Blood samples, demographic and cultural data were collected from seven settlements of Semai Senoi, a swidden farming ethnic group of Malaysia. Three genetic loci (ABO blood group, hereditary ovalcytosis, and hemoglobin) were analyzed in a total sample of 546 individuals. These data indicate a considerable degree of genetic microdifferentiation in this area of the Semai distribution. Parent-offspring birthplace data (analyzed by means of a migration matrix) and settlement histories show that settlements are not strongly isolated. Genetic differences in the study area demonstrate a reasonable correspondence with migration and the history of the settlements. Genetic convergence also occurs through the addition of migrant groups to established populations leading to new patterns of marriage between donor and recipient groups.
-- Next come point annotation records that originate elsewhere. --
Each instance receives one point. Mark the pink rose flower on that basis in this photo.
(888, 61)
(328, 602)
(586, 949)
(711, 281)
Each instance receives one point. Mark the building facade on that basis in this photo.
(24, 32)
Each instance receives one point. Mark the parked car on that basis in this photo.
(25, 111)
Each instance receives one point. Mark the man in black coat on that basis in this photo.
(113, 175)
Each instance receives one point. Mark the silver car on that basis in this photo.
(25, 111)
The genetic structure of the total Semai population through time thus comprises a mosaic of shifiting allele frequencies in a series of semi-isolated local populations.
Hereditary ovalocytosis/elliptocytosis occurs in polymorphic frequencies among several Malaysian populations and also in Melanesia. Although the condition has been described as an autosomal dominant, Melanesian family studies suggest that it is inherited recessively. Based on 75 Orang Asli families, it is shown that the Malaysian form of elliptocytosis is most likely inherited as an autosomal dominant. It appears, therefore, that either the inference of recessive inheritance in Melanesians is incorrect or that the ovalocytosis/elliptocytosis phenotypes are due to distinct genetic entities in the two regions.